I have had a Tracker Maxima and still have (but never use anymore) an Innoteck. I has alot of trouble locating dogs with either. Even if I could get an approxamate direction, I still could not find a dog that was moving. I left a dog overnight once using the Tracker. If you can figure out how to use it properly it might not be a bad purchase. It's small size is what lead me to that purchase.
Prior to that I was using the Innoteck. I personally found that to be a little easier to locate a dog but still I only had a general direction and no idea how far away the dog was. Anywhere near powerlines it would lie and signal the dog was everywhere within a 360 degree radius. Because of it's size I mostly stayed in the truck. If I felt the dog was lost I'd go back to the truck and start looking.
I have the garmin astro now and would not even consider going back to the telemetry systems. Though it does have a few gliches from time to time I still find it way more reliable and accurate than the other two systems I was using. 
Dislikes about the Astro are:
The DC20 collars are junk compared to the new DC30 collar. I bought mine with the 20's and then bought a couple 30's
The DC20 is a box that will fit most any collar and is connected with a backing plate. I strongly advise anyone do not but the DC20 even if it has the antannea conversion.
The DC30 is a much better collar, but it permanetly attached to the GPS and VHF reciever on it. You can trim the excess off but if the collar gets chewed up you could be in trouble as it has a wire running through some or the collar.
I have lost a signal for a short period of time even with the DC30 but it is not often and doesn't stay lost long. Some people are unsatisfies with the battewry life on the collar. At worst it is 17 hours per charge. You need to make sure you charge it. If you do your part there is no reason why most us us would loose a dog. I sometimes only get a mile or slightly more range with mine. No my dogs don't go that far but I have tested it. If the dog did go out of it's range you can go to the truck drive to the next road close to where you lost the dog signal and you will pick it back up.
What I Like about the system is you can carry it with you. The Astro works just as ant other hand held would. Mark locations, bread crumb trail, even moon phases. Plus it records data from the collar. Avarage speed of the dog. Current speed. Distance. And much more. It will fit most any dog. I have a small beagle. Around 12 inches and 23 pounds and it fits her fine.
It might not be the rite system for everyone but most anyone hunting squirrel, ****, rabbit, birds, Even some coyote hunters are using them.
I hope you don't mind reading the long post but I thought I'd try and tell you what I know of my experience.
Good luck choosing.

Ed


----------



## LarryA (Jun 16, 2004)

Fisrt of all, I don't have a Garmin. I have TRX-3 Wildlife system. The thing I wanted to mention is no one has said anything about the download maps.

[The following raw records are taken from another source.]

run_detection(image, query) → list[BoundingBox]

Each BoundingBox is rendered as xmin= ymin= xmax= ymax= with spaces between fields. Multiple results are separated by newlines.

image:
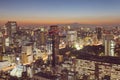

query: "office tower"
xmin=103 ymin=34 xmax=115 ymax=56
xmin=34 ymin=27 xmax=46 ymax=48
xmin=49 ymin=25 xmax=59 ymax=67
xmin=5 ymin=21 xmax=18 ymax=36
xmin=66 ymin=30 xmax=77 ymax=46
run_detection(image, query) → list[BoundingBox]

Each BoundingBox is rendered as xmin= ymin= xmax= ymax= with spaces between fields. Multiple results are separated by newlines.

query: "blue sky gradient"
xmin=0 ymin=0 xmax=120 ymax=24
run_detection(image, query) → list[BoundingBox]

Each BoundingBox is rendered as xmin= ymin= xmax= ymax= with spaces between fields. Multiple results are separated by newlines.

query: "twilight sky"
xmin=0 ymin=0 xmax=120 ymax=24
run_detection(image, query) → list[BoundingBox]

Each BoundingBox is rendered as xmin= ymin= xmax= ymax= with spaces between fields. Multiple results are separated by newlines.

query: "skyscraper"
xmin=49 ymin=25 xmax=59 ymax=67
xmin=103 ymin=34 xmax=115 ymax=56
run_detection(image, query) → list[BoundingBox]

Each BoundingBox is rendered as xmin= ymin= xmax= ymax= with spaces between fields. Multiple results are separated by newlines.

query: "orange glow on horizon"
xmin=0 ymin=17 xmax=120 ymax=25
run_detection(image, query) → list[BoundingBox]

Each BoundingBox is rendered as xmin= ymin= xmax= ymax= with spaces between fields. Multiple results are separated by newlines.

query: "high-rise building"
xmin=5 ymin=21 xmax=18 ymax=36
xmin=49 ymin=25 xmax=60 ymax=67
xmin=103 ymin=34 xmax=115 ymax=56
xmin=34 ymin=27 xmax=46 ymax=48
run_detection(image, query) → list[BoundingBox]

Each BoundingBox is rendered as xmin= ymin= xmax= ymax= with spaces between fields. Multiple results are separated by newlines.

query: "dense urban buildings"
xmin=0 ymin=21 xmax=120 ymax=80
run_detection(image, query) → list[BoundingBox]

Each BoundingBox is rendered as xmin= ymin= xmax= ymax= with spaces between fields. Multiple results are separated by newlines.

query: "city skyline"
xmin=0 ymin=0 xmax=120 ymax=25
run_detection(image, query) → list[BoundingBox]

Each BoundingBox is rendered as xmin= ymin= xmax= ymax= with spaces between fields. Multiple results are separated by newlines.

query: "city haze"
xmin=0 ymin=0 xmax=120 ymax=25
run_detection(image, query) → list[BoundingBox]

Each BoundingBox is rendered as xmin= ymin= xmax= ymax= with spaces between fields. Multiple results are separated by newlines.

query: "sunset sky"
xmin=0 ymin=0 xmax=120 ymax=24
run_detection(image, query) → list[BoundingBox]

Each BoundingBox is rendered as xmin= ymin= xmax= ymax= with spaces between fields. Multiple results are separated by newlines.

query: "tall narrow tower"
xmin=49 ymin=25 xmax=59 ymax=67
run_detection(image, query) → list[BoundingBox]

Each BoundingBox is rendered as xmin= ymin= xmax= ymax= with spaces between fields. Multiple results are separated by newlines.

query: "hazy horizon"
xmin=0 ymin=0 xmax=120 ymax=25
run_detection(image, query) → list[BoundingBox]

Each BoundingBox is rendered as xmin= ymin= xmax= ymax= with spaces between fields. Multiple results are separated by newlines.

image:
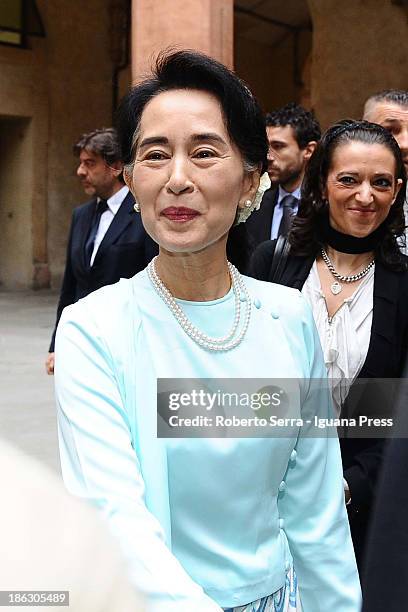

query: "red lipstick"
xmin=161 ymin=206 xmax=200 ymax=223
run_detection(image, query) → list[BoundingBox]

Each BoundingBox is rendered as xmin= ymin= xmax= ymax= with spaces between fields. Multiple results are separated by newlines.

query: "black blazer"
xmin=363 ymin=364 xmax=408 ymax=612
xmin=245 ymin=185 xmax=279 ymax=250
xmin=249 ymin=240 xmax=408 ymax=567
xmin=49 ymin=192 xmax=158 ymax=352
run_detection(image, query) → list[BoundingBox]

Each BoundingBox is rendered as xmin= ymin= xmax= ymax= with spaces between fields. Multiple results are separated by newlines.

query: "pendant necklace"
xmin=320 ymin=248 xmax=375 ymax=295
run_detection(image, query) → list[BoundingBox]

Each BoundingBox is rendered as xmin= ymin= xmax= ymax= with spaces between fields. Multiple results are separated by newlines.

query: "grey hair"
xmin=364 ymin=89 xmax=408 ymax=119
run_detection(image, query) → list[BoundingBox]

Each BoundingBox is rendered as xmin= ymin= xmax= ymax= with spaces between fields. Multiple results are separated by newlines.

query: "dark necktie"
xmin=278 ymin=195 xmax=298 ymax=236
xmin=85 ymin=200 xmax=109 ymax=266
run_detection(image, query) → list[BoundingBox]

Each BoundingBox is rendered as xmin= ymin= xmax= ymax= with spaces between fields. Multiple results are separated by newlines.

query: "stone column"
xmin=132 ymin=0 xmax=234 ymax=83
xmin=308 ymin=0 xmax=408 ymax=127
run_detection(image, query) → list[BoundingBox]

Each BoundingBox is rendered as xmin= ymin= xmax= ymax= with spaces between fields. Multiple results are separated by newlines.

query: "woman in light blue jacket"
xmin=56 ymin=51 xmax=360 ymax=612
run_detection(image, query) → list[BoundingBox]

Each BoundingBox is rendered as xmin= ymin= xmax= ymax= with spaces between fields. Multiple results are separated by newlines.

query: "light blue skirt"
xmin=224 ymin=568 xmax=302 ymax=612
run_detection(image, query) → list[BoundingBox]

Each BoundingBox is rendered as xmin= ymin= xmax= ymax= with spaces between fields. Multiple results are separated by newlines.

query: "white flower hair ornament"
xmin=235 ymin=172 xmax=271 ymax=225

A Garmin can show you where your dog has went and where it is at in relation to woods, creeks, and roads. Most **** hunters who have purchased the latest models say they would never go back to a regular tracking system.

I will keep my system until it dies, but I am keeping an eye on the Garmins.


----------



## overunder (Mar 9, 2009)

Good infor on the 20 vs. the 30. Every post I read really points me to the Garmin. Thanks for all the info.


----------



## bjw (Dec 20, 2007)

I had a F&L MN-10. I'm getting a Garmin. My old tracker worked good and saved me a couple of times. I always knew the general direction my dogs were but with a Garmin you can tell what direction and distance (within a few yards). My friend has one and he can watch it to see if his dogs start to come in when he calls them. With my F&L it was kind of a pain to carry it around all day and have to fold out the antenna eveytime I wanted to use it. The garmin fits right in your pocket. The nice thing about the beep-beep systems is tha you can find used ones real cheap right now because alot of guys are switching over to Garmins.


----------



## cat-hunter (Mar 31, 2009)

I personally have the a garmin and it's like night and day to to the old style trackers. You can hunt up to a dozen hounds on one unit. tells were your dog is and what he's doin all the time even when you can't hear them.I like it mainley because if your dog is heading torwad a road or a hwy you can beat him there before he gets hit.The signal is pretty decent on the collors i had them as far out as 6 miles and never went out once. The only time they Go out of signal is if they are in a vehicle or big hills or mountains. The garmin is definatley the way to go, but i hear there is a new gps one yet still in the works.


----------



## eino (Jun 19, 2003)

Tracker is developing one. Hard to make a fair assesment when I know almost nothing of it but I did see where they were going to make it so your cell phone is the hand reciever. I'm not sure I'd like that as you would need to hunt where you can get a cell signal. I pretty sure that there was something about a monthly fee. Don't take my word for it though.
I do think that with the experience Tracker has they are capable of a superior product but from what I seen I didn't like it.

Ed


----------



## eino (Jun 19, 2003)

Well that was easy enough to find.
http://www.trackerradio.com/news/080215-GPS-dog-tracking.asp


----------



## slicktree (May 12, 2008)

I have had a Garmin for over a year. I will never use the beep beep again. even if you lose signal you can walk or drive to where you had a signal last and pick them back up. use it with the truck antenna and it gets even more range. if you arent sure what side of the river your dog is on, look at the map. save them from roads. the best investment i ever made. worked good in the hills of kentucky works good down in the flat landers areas and it works good in northern michigan. Dont buy it from ebay, go to f&t furharvestors web site


----------



## overunder (Mar 9, 2009)

Really unbelievable how much I've learned from this post. Thanks to everyone that responded. I will keep the questions coming since my pup will be here soon. Some very knowledgeable sportsman on this site. I'm sure I will get great advice on training the pup, too.


----------